Sungguh. Akhir bulan kemarin aku ingin sekali menulis blog ini. Banyak hal terjadi. Pundak dan hatiku hampir-hampir tak kuat atas bebannya. Satu dua kata tertulis di warung kopi. Kemudian berhenti. Waktuku tak pernah cukup. Waktuku tak pernah ada untuk diriku sendiri, menulis. Ah, juga keluarga. 

Ingat sekali, masih di tempat yang sama, saat aku mengeluh tentang keluarga, seorang teman berkata, “Ya, itu juga tanggung jawabmu.” Ya, selayaknya organisasi atau tetek mbengek mata kuliah terkutuk itu harusnya pilihanku jatuh pada keluarga. 

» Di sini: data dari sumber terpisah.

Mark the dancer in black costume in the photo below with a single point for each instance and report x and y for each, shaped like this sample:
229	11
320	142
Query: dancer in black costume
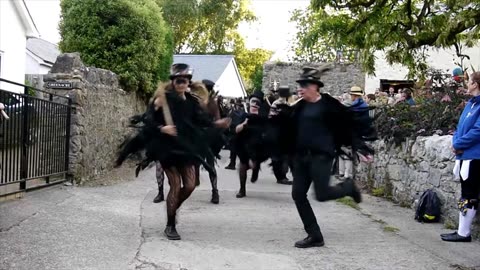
321	125
250	141
179	142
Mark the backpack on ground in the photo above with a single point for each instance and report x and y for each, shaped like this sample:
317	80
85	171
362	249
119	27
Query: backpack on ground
428	207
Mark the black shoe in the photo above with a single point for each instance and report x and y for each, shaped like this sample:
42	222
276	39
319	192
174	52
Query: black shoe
284	182
354	191
230	167
241	194
215	197
456	238
448	234
159	198
171	233
310	242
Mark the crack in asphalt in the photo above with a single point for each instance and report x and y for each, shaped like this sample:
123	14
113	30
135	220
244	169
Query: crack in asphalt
142	237
18	224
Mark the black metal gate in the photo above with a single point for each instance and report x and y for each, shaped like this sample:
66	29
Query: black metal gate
34	142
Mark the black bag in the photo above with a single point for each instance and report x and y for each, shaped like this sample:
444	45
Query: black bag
428	207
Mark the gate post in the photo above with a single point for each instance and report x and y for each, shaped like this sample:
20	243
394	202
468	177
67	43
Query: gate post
24	160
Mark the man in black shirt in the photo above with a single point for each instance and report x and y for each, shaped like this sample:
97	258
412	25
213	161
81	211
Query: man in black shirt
321	126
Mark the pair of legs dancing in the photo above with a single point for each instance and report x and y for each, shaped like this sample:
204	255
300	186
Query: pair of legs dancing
160	175
182	183
316	168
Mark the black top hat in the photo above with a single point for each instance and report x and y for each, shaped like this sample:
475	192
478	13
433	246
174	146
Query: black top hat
209	84
181	70
284	91
258	94
311	75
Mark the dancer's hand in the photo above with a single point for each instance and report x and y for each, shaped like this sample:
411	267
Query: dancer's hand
170	130
223	123
240	127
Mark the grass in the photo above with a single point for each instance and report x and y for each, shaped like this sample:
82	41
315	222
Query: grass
378	192
349	202
380	221
389	228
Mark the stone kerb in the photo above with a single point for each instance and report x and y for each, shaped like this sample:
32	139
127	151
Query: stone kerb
100	112
403	173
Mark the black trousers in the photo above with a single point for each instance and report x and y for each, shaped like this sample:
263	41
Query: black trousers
314	168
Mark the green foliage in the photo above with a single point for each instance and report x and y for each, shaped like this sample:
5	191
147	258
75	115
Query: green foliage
128	37
313	43
211	27
432	115
206	26
404	30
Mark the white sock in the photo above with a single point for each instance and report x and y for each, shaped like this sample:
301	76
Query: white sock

“Kalo aku sih milih egois.” Kata temanku yang lain sore tadi.

“Maksudnya?” aku bingung.

“Aku lebih milih egois dan pulang.” Ah, begitu rupanya. Ya, dan aku menyesal tidak menggunakan egoku untuk berbuat demikian. Aku menyesal memilih tanggung  jawab yang benar-benar menjungkirbalikkan hidupku ini, yang benar-benar membuat dadaku sangat sesak bahkan untuk sekedar berbicara dan tertawa. 

Aku bertingkah sangat sibuk. Entah latihan, entah syuting, entah rapat, entah nugas atau sekedar diskusi di warung kopi, aku bilang aku sibuk. Saat senggang dan berniat menghubungi keluarga, ada saja kendala. Tidak diangkat, tidak ada sinyal, sudah tidur dan masih tidur, atau kesibukanku yang ‘tidak dianggap’ lainnya, dapur beban. 

Suatu pagi, panggilan masuk dari nomor yang tidak kusimpan. Bapak. Setelah bertanya sudah bangun atau belum, sudah makan atau belum, mau apa hari ini dan hal-hal template seperti biasanya, bapak menambahkan, “Sampean kok nggak tau ngehubungi Bapak to, Nduk?” 

Deg. Iya. Aku menjawab jika aku mengirim pesan ke ibu.

“Yo iku kan Ibumu, Bapak yo nggak eroh to.”

Sudah.

Setelahnya masih biasa saja. Aku tidak berniat pulang. Jadwal yang padat dan mulut-mulut gatal tak memungkinkan untuk aku bersekongkol dengan waktu merencanakan pelampiasan rindu. Ah, memalukan disebut rindu. Mungkin itu hanya sebuah rasa saja. Entah apa namanya, aku ingin pulang. Tidak untuk alasan rebahan, menulis, bermain piano atau sekedar ketemu orang tertentu, tidak. Hanya ingin. Tidak yang benar-benar ingin, hanya saja, ada rasa yang kuat.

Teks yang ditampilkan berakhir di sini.